Consider a general bilinear multiplier operator: $$ T(f,g)(n)=\int_{\Pi}\int_{\Pi}\hat{f}(\xi)\hat{g}(\eta)e^{2\pi i(\xi+\eta)n}m(\xi,\eta)d\xi d\eta, $$ where $\Pi$ is the torus, $n\in\mathbb{Z}$, $m$ is periodic in both variables, $f$ and $g$ are compactly supported functions defined on $\mathbb{Z}$ and $\hat{f}(\xi):=\sum_nf(n)e^{-2\pi in\xi}$.

**Prove or disprove:** $\|T(f,g)\|_{L^2(\mathbb{Z})}\le C\|m\|_{L^2(\Pi^2)}\|f\|_{L^2(\mathbb{Z})}\|g\|_{L^2(\mathbb{Z})}$.

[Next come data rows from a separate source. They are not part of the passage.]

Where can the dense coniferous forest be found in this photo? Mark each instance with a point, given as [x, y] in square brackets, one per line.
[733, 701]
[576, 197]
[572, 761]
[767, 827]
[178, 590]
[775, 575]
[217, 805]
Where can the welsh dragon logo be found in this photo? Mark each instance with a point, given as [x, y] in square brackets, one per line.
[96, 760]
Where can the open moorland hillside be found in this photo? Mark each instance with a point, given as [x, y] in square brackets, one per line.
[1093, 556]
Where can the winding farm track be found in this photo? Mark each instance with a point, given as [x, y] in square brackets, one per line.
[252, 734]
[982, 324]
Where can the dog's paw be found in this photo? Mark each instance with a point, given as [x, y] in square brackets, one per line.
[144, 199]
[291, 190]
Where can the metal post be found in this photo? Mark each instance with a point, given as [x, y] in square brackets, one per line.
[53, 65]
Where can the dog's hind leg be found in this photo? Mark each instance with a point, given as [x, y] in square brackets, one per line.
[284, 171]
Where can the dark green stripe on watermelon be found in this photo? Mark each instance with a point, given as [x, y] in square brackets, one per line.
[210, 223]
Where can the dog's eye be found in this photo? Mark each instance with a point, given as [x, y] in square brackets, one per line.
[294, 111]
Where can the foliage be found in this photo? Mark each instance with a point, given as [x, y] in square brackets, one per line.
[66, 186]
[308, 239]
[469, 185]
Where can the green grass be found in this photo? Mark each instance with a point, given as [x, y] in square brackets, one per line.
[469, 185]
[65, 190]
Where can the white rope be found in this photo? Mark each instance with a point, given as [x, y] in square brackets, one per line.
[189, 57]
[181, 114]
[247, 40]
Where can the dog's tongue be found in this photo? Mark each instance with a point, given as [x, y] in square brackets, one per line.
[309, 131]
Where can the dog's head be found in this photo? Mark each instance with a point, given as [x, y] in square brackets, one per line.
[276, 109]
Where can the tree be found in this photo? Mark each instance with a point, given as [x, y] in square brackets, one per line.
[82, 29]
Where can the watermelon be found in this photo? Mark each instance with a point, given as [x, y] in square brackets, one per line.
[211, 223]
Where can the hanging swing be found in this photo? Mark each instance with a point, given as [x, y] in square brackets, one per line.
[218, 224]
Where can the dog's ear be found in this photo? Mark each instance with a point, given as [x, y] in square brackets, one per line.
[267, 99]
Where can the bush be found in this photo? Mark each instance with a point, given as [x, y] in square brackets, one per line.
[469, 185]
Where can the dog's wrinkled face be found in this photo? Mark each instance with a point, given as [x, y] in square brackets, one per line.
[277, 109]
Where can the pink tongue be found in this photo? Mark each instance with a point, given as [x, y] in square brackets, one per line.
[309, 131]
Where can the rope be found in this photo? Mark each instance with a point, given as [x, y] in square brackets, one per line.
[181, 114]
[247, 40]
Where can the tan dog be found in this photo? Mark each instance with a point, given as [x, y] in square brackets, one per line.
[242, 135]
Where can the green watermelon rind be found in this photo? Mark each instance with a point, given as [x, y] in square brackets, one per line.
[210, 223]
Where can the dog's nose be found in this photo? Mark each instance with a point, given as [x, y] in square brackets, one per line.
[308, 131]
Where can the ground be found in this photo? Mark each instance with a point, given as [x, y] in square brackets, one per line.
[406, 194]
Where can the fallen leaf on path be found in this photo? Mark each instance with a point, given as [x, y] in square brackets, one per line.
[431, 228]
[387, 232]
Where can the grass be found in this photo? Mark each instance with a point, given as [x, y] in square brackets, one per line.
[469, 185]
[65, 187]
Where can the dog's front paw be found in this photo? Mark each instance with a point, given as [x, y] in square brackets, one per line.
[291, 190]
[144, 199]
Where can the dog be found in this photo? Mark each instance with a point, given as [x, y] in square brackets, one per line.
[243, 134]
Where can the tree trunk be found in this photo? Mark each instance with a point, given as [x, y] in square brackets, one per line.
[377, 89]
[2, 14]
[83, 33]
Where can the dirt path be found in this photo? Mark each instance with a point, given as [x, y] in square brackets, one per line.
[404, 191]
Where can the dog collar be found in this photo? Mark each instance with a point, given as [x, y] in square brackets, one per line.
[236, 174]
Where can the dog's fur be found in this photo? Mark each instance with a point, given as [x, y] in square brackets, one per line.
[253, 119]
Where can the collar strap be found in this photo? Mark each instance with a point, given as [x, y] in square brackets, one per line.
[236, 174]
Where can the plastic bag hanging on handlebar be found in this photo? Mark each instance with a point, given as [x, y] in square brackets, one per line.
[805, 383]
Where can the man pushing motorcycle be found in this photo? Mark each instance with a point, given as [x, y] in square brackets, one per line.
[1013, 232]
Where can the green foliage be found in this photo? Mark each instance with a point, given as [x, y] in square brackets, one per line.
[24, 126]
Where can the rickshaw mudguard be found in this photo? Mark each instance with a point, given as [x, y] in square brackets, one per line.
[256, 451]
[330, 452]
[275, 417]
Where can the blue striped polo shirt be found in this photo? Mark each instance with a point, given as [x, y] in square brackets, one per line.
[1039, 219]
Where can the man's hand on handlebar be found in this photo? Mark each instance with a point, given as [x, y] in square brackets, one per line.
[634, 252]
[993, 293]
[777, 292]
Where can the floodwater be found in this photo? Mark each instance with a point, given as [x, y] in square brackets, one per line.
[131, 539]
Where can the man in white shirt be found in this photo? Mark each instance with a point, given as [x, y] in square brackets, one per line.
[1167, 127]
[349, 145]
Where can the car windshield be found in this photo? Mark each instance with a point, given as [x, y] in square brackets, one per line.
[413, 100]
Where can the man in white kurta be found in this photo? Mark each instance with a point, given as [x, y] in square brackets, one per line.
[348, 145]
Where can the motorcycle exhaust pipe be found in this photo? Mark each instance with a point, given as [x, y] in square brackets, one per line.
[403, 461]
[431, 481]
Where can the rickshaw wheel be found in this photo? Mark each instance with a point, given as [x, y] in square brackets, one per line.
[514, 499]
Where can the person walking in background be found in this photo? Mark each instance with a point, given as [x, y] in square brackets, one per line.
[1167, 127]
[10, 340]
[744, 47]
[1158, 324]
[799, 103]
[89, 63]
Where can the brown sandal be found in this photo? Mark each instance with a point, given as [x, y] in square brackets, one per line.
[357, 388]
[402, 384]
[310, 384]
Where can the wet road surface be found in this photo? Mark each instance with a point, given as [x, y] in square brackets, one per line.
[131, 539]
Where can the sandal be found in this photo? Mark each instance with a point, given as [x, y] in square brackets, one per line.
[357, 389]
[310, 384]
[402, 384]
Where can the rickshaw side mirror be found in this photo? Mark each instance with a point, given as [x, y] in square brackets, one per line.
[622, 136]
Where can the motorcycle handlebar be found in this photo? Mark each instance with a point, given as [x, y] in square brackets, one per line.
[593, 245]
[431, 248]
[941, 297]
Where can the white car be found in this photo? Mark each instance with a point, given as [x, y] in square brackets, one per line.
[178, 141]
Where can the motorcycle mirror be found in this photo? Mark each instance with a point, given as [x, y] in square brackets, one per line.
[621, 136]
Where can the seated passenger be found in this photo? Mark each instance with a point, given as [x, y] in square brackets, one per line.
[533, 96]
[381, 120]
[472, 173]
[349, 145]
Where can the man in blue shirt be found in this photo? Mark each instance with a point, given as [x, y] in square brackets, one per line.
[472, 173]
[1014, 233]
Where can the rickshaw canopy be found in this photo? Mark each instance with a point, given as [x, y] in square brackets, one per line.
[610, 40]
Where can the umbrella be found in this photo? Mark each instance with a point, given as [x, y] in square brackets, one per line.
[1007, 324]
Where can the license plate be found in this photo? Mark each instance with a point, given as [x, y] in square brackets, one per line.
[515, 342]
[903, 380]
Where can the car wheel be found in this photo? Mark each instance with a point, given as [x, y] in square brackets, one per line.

The motivation of my question is the following: It is well-known that in the linear case the $L^2$-norm of a multiplier operator is just the $L^{\infty}$-norm of the multiplier. A bilinear analogue of this fact is that the $L^2\times L^2\to L^2$ norm of a bilinear multiplier operator is at most the $L^{\infty}$-norm of the multiplier (which is sometimes called "symbol"). It is natural to ask if we can get a better estimate, say $L^2$-norm of the multipler (instead of $L^{\infty}$-norm) in the bilinear setting.